Vectors that spread malaria: introduction to the microbiome-science of mosquitoes
Author(s): KR Padma, KR Don, B Dinesh and D Karthikeyan
Abstract: Amongst six main mosquito species, Anopheles minimus responsible for transmitting malaria in India. Anopheles minimus is predominant in India particularly northeastern regions and is most accountable for focal infection outbursts marked by an increase in Plasmodium falciparum diseases, and further deaths that can be directly linked to them. According to genetic analysis, Anopheles minimus (formerly species A) is the most common species occurring in India, involving the north-eastern provinces and the East-central Odisha state, out of the three species that make up the Minimus Complex, which is distributed throughout Asia.

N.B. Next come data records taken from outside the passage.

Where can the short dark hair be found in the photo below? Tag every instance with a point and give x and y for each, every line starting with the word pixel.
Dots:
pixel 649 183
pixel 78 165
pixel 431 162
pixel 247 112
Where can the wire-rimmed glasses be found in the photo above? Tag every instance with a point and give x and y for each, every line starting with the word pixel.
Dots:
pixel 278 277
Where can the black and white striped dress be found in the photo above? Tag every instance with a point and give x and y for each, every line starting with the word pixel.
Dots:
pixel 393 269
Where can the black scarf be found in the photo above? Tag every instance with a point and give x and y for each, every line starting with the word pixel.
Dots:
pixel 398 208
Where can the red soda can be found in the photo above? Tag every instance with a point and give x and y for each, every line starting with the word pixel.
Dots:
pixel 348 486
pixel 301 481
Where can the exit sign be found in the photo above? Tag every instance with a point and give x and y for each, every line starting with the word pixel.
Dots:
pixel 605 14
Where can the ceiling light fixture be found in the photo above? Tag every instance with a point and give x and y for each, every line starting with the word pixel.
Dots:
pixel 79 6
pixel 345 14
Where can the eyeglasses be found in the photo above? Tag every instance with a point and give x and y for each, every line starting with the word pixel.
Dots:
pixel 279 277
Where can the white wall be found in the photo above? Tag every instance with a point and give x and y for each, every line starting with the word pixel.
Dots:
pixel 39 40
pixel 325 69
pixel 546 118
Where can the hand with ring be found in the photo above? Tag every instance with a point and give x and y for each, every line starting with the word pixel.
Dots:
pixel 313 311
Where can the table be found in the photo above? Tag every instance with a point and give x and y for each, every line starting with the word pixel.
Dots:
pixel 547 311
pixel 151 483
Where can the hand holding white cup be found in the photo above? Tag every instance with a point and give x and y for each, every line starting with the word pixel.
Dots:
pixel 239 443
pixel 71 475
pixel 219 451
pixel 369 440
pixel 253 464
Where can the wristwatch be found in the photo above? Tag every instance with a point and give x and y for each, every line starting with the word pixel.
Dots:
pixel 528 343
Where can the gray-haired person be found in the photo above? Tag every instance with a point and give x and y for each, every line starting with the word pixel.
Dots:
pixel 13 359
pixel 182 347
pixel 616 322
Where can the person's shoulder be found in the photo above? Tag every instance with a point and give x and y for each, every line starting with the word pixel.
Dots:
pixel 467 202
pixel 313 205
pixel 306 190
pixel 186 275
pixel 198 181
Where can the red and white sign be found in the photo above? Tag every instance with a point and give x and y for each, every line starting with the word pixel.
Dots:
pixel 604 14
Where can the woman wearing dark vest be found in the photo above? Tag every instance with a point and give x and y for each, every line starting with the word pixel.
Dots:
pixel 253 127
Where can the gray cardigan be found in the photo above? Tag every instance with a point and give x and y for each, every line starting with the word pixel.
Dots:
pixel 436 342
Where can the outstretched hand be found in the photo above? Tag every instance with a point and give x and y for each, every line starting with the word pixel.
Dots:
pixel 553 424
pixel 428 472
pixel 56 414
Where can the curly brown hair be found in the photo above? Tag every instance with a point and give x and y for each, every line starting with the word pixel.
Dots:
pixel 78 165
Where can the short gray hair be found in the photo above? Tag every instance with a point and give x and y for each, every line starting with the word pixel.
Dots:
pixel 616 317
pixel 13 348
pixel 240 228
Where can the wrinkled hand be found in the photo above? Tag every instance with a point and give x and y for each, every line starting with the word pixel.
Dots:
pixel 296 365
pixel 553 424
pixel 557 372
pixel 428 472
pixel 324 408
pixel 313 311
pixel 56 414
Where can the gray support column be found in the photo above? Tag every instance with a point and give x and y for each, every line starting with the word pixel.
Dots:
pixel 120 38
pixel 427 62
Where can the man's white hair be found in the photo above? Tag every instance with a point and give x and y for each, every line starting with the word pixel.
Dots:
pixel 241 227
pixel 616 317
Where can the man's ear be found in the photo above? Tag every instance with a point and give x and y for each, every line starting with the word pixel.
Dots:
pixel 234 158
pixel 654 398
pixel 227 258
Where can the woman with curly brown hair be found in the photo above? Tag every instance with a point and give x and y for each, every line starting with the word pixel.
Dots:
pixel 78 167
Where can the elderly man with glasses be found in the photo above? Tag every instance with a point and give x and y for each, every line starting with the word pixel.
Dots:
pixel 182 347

It is documented throughout the year and explains perennial transmission as shown by records of sporozoite infections. This species has been observed spawning year-round in slow-moving seepage water streams. It is also primarily endophilic and endophagic. Malaria is still a serious public health concern in many parts of the world, especially in tropical areas. It is a vector-borne infectious disease. The protozoan parasite Plasmodium, which causes malaria, is spread via the bite of female Anopheles mosquitoes carrying the infection. Insecticide-treated nets (ITNs) and indoor residual spraying are the major methods used in the control interventions aimed at mosquito vectors that have shown great success over the past 20 years (IRS). Unfortunately, natural mosquito populations are developing resistance to the conventional pesticides now employed in public health, which is impeding the efficacy of the existing vector management measures over the long run. Therefore, it appears vital to enhance vector control strategies through the creation of novel, environmentally friendly methods in order to reach the objective of eliminating malaria. Our review article provides background for describing the biology, information gaps, and possible public health danger of Anopheles viruses.